Building qualitative superiority requires superior weaponry. With the international donor footing a large portion of the Rwandan military’s payroll, logistics and training bills, Rwanda has been importing state of the art Chinese hardware. The weapons on display at Hard Punch were new imports from the Chinese defense company Norinco. China has been a long-time arms exporter to Rwanda, and Rwanda is presently in the process of acquiring the Sky Dragon 50, a brand-new surface-to-air missile system.
Meanwhile, Russian diplomats have been sniffing around, trying to drum up business for Russian arms manufacturers, but have not yet made substantive deals. Russia’s nuclear industry has had better luck, though. The Russians and Rwandans have reached a nuclear technology sharing agreement.
The country’s capital, Kigali, is the jewel among Kagame’s accomplishments. It is peppered with government development projects. A $300 million convention center, an $800 million airport, a 1,200 room 5-Star hotel, luxury apartments, the government sponsored airline RwandAir, new roads, etc., all contribute to an ambitious goal – to transform a small landlocked African country best known for a genocide into a world-class tourist and conference destination.
International observers now question whether Kagame is pushing his luck and that of his countrymen. At question is whether this remade Rwanda will diversify its economic base, offering jobs to everyday Rwandans, and whether growth is sustainable. The economy is characterized by monopolies supported by government contracts, and owned by the country’s ruling party.

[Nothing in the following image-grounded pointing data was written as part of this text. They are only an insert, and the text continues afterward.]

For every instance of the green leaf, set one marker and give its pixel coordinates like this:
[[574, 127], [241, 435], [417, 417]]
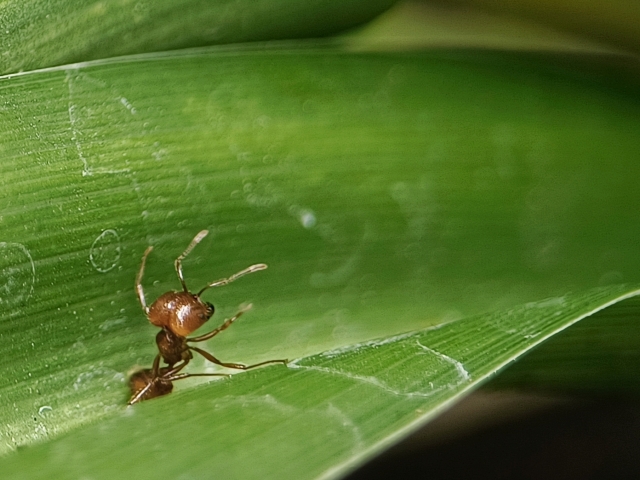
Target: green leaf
[[316, 419], [387, 193], [45, 33]]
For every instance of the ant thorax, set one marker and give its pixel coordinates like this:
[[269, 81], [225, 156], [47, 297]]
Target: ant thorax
[[172, 348], [180, 312]]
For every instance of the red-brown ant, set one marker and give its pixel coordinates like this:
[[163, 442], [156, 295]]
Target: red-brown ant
[[179, 314], [155, 382]]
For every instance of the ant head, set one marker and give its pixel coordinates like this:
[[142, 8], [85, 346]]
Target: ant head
[[180, 312]]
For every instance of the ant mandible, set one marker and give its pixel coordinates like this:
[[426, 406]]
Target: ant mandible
[[179, 314]]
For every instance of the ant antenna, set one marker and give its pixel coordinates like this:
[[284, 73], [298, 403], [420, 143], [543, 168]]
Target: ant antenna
[[226, 281], [178, 263]]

According to the International Monetary Fund, in 2017 the government’s debt to GDP ratio rose to 40.2%, a 25% rise since 2012. The IMF is warning that this outsized ratio could spell trouble for Rwanda’s economy in 2023 when the debt starts to mature.

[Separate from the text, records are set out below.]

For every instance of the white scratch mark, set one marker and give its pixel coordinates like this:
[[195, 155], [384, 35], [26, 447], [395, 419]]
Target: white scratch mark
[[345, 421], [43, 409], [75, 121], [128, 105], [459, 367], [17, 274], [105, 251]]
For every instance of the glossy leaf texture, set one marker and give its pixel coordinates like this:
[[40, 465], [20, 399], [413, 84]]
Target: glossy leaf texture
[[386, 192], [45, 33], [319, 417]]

David Hambara, President Kagame’s former economic advisor, has turned into one of the most strident critics of the Rwandan government and frequently sounds the alarm about the economic future of the country.
“Although cheap concessional loans provided by multilateral lenders such as the World Bank still constitute the bulk of public debt, commercial loans have increased sharply,” Hambara described in a Medium post. “As these loans mature, principal and interest payments become an issue. Already, serving debts has become a headache. The government admits that some of the domestic debts ‘have been rolled over due to the cash flow needs.'” Hambara exclaims, “Welcome to Kagame’s Banana Republic.”
Add to this the fact that the current U.S. administration has cut international aid and support for the U.N., is pushing for further cuts, and is trying to cut imports from Rwanda to the U.S. It is clear that Rwanda is in hot water.
If the IMF and Hambara are correct, Rwanda’s debt load will soon place the country under economic strain. Militarily strengthened by decades of U.S. and international support and Chinese arms imports, a country with a history of fencing its neighbors’ natural resources will need to find new revenue streams … unless the blocks of empty luxury condos in the capital actually fill up.
Lima Charlie World reached out to the Permanent Mission of Rwanda in New York for comment on this story, but received no reply.
[Correction / Clarification: (April 2, 2019): The editors acknowledge that Rwandan-Ugandan tensions are high, and that incidents such as the trucks transporting illegal conflict minerals could, at times, be staged intel-ops. Trucks full of minerals have been transported between the countries for years, and the issue has been used for political gain. President Paul Kagame has also accused Uganda of providing support and “logistical facilities” to various individuals and groups to start a rebellion against Rwanda, following accusations of Ugandan attempts to destabilize Rwanda.]